Full Length Article
Deep interactive image segmentation based on region and Boundary-click guidance

https://doi.org/10.1016/j.jvcir.2023.103797Get rights and content

Highlights

  • Region and boundary clicks are used to be a user interaction strategy.

  • An interactive two-stream network structure is used to learn the region and boundary features of interest.

  • An information diffusion module is used to propagate the region and boundary-click labels.

Abstract

In interactive image segmentation, the target object of interest can be extracted based on the guidance of user interactions. One of the main goals in this task is to reduce the user interaction burden and ensure satisfactory segmentation with as few interactions as possible. Thanks to the development of deep learning technology, neural network-based interactive approaches have significantly improved the segmentation performance through powerful feature representation. Only limited point (click) interaction is required for the user to complete the segmentation. This paper mainly follows the deep learning-based interactive segmentation methods and explores more efficient interaction strategies and effective segmentation models. We further simplify user interaction to two clicks, where the first click is utilized to select the target region and the other aims to determine the target boundary. Based on the region and boundary clicks, an interactive two-stream network structure is naturally derived to learn the region and boundary features of interest. Furthermore, we also construct an information diffusion module to better propagate the region and boundary-click labels, which helps to enhance the similarity within the region and the discrimination between boundaries. Vast experiments on the popular GrabCut, Berkeley, DAVIS, MS COCO and SBD datasets verified the effectiveness of the proposed method.

Introduction

As a basic computer vision task, interactive image segmentation [10], [32], [34], [35], [1], [2], [3], [4], [5], [6], [7], [8], [15], [16], [17], [18] has been widely studied recently, in which users can extract interested targets through interaction, such as bounding boxes [10], [29], [30] or scribbles [31], [32], [33]. Thanks to strong feature representation, the deep learning method has significantly boosted the performance of interactive segmentation task [1], [2], [3], [4], [5], [6], [7], [8], [15], [16], [17], [18]. This paper mainly focuses on the research of deep learning-based interactive segmentation.

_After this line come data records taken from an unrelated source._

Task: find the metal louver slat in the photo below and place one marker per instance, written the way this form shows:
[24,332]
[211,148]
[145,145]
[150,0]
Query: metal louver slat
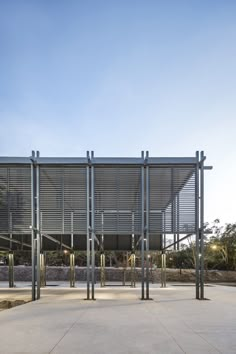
[172,199]
[117,197]
[63,202]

Deep learning-based interactive methods require training an effective segmentation network from a large number of data samples including images and corresponding user interactions. It is generally time-consuming to collect samples of user interaction for each instance in each image. Early methods [1], [2], [3], [4], [5] automatically simulated user interaction in the form of pixel points (clicks) based on the ground-truth annotation. However, the sparse click-level information in the whole image space domain is easy to be ‘forgotten’ in the long path deep network. More interactive corrections are required for these approaches to improve the segmentation results. To address the above problems, a few later methods [6], [7], [8] try to reduce the search space to increase the focus of the click based on points at special locations of the target. For example, Maninis et al. [6] explore the use of 4 extreme points of an object (top, bottom, left-most, right-most pixels) to train an interactive segmentation network. Zhang et al. [8] develop an inside-outside guidance approach for object selection with explicit 3 points (top-left, bottom-right, center pixels of an object). Though remarkable results are achieved by these approaches, it is still laborious for the user to click at four extreme boundaries [6] or two symmetrical corners [8] of an object. Based on the above works, this paper further explores more efficient interaction strategies and reduces the number of clicks required for each target to 2 (one for object region selection and the other for object boundary selection).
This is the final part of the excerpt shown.